Les questions de lois liées à l’utilisation de nos smartphones et à la protection de nos données se multiplient ces dernières années. En Californie, un juge a récemment pris une décision notable.

Nos smartphones peuvent dire beaucoup de nous. Géolocalisation, messagerie instantanée, photos, activités sur les réseaux sociaux, recherches internet… Autant d’informations qui peuvent s’avérer utiles lors d’une enquête de police. Mais une grande partie des gens utilisent aujourd’hui un moyen de verrouillage sur leur smartphone. Ces derniers ont d’ailleurs beaucoup évolué ces dernières années, notamment avec l’arrivée des capteurs d’empreintes et la reconnaissance faciale.

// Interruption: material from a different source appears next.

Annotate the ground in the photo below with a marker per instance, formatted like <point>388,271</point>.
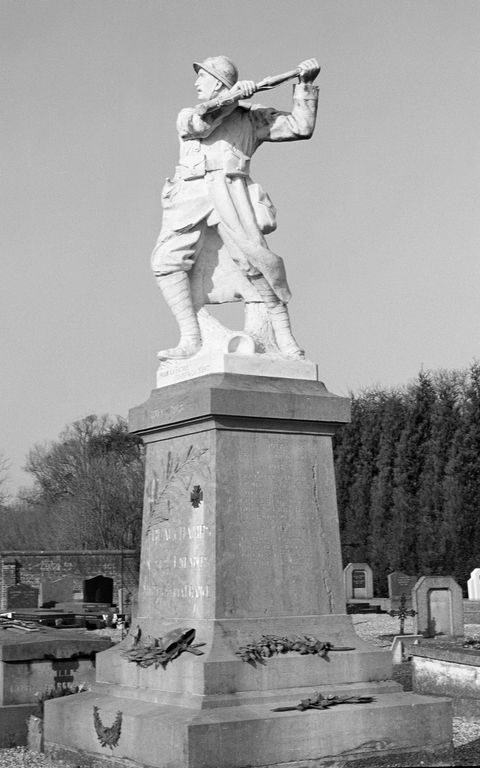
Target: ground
<point>377,629</point>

Les informations contenues dans nos smartphones peuvent être si révélatrices qu’elles incitent les forces de l’ordre à utiliser le pouce ou visage de quelqu’un pour y accéder. Une méthode que la justice fédérale américaine vient d’épingler. Un tribunal californien vient en effet de statuer que la police américaine n’avait pas le droit de forcer un suspect à déverrouiller son smartphone à l’aide de son visage ou de ses empreintes, comme l’explique Forbes. Une décision qui fait écho à une précédente affaire où le FBI avait utilisé Face ID pour avoir accès au contenu d’un appareil.

L’affaire en question concernait une possible extorsion, mais la juge Kandis Westmore a tout de même refusé que l’on force le suspect à déverrouiller son smartphone de façon biométrique. Elle a même précisé que la déposition d’un mandat n’y changerait rien. Selon elle, cette demande ne respecte pas le quatrième et le cinquième amendement.

Autrefois, tous les modes d’authentification n’étaient pas traités de la même façon. La police n’avait pas le droit de demander un code de déverrouillage, mais pouvait exploiter les moyens biométriques. Cette décision les remet donc à égalité et devrait avoir un impact sur les prochaines affaires de ce type au pays de l’Oncle Sam.